I think this one would be hard to call. Ingo was a more refined boxer, and for all we know could have hit harder, though I'll give the edge to Sullivan by slim margin. He also beat better competition. I'd give Sullivan the edge on durability, though it was never really tested at a high level. The size between the two is close to even. How do you see it going down? 15 rounds 20 x 20 ring 1930's style ref and rules.
I think it is a shot in the dark deciding anything on Sulivan without any film. He was obviously very special at some point. To the extent he could have been something in the filmed era we can never know. But I think he was special. Even if only some of it stacks up.
Only thing I'd be certain of is if you took Ingo back to Sullivan's day as champ John L beats him up. It's a complete unknown how Sullivan would perform under the modern rules of professional fighting
Obviously Johansen is a completely known quantity, and Sullivan is a mostly unknown quantity. The more recent heavyweight who Adam Pollack cites as perhaps being the best match for Sullivan's style, is Floyd Patterson ironically. As a talent, Sullivan seems to have been much more of a standout than Johnasen, so perhaps he should be provisionally favored.
I doubt that. Sullivan preferred gloves and knew the difference between London ring rules and Marquess of Queensberry rules.
Sullivan might actually have made a really good amateur heavyweight! He excelled at bringing a fight to a conclusion, in four to six rounds.
Maybe so, but Sullivan a bit like Patterson Pollack says? Did he have a pee-a boo guard and among the fastest hands ever? I can't see this at all. No, he had a low guard, and whatever foot speed he had left didn't show vs. Corbett in rounds 1-4. Sullivan wasn't classically skilled and said so at the time when Jeffries was champion.
Really no point in matching Sullivan vs anyone post jack johnson era. The rules and training methods were so different you may as well call it another sport. He could have been a beast in a modern setting with his insane stamina, brute strength, and work rate with the old school gentleman stance, he could have been made a complete fool by a B level amateur boxer or somewhere between the two extremes. We'll never know. The lack of footage leaves too much to the imagination. It's like speculating who'd win between a sabretooth cat and a lion.
A better analogy would be matching a Dimetrodon with a lion! We can at least constrain fairly accurately, what a sabretooth cat was capable of, and what its behavior was likely to be!

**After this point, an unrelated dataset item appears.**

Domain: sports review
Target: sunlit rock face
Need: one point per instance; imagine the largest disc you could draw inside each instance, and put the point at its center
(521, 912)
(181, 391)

Sullivan fought from a low crouch, and seems to have use a peek a boo guard. This is going off verbal descriptions of course. I can't say how fast his hands were, but they were obviously fast, because his hand speed was always gushed about. Foot speed is the first thing to leaver a fighter! He did not say that exactly. He said that there weren't as many good boxers around in his day, which is not remotely the same thing. He often criticized the techniques of later fighters, and stood hard against the idea of anybody after him being an innovator.

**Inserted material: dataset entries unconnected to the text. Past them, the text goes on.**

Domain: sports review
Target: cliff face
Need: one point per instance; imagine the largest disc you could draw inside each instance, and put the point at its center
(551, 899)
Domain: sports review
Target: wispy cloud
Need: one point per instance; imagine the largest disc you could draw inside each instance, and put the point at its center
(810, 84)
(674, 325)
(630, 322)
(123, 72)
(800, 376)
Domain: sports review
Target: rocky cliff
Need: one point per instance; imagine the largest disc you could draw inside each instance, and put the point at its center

There are very few photos where he is actually fighting, and in the few that we have, he is either standing over a fallen opponent, or standing back ready to engage them. I do not think that the photographic evidence contradicts the many eyewitness descriptions.
I do. I'm looking at 15 Sullivan's photo's right now, in and out of the ring posing and they all show his hands down low. The Kilrain fight photos show Sullivan with his hands down, close to the range where he can be hit. In all of his fighting poses, his hands are low too. I think Pollack, though knowledgeable, is a bit of a fanboy when it comes to Sullivan, and might be using one instance of when his hands were actually up near his chin overblowing it. 1 or 2 photos, not conclusive enough. 10 or more are pretty hard to argue against.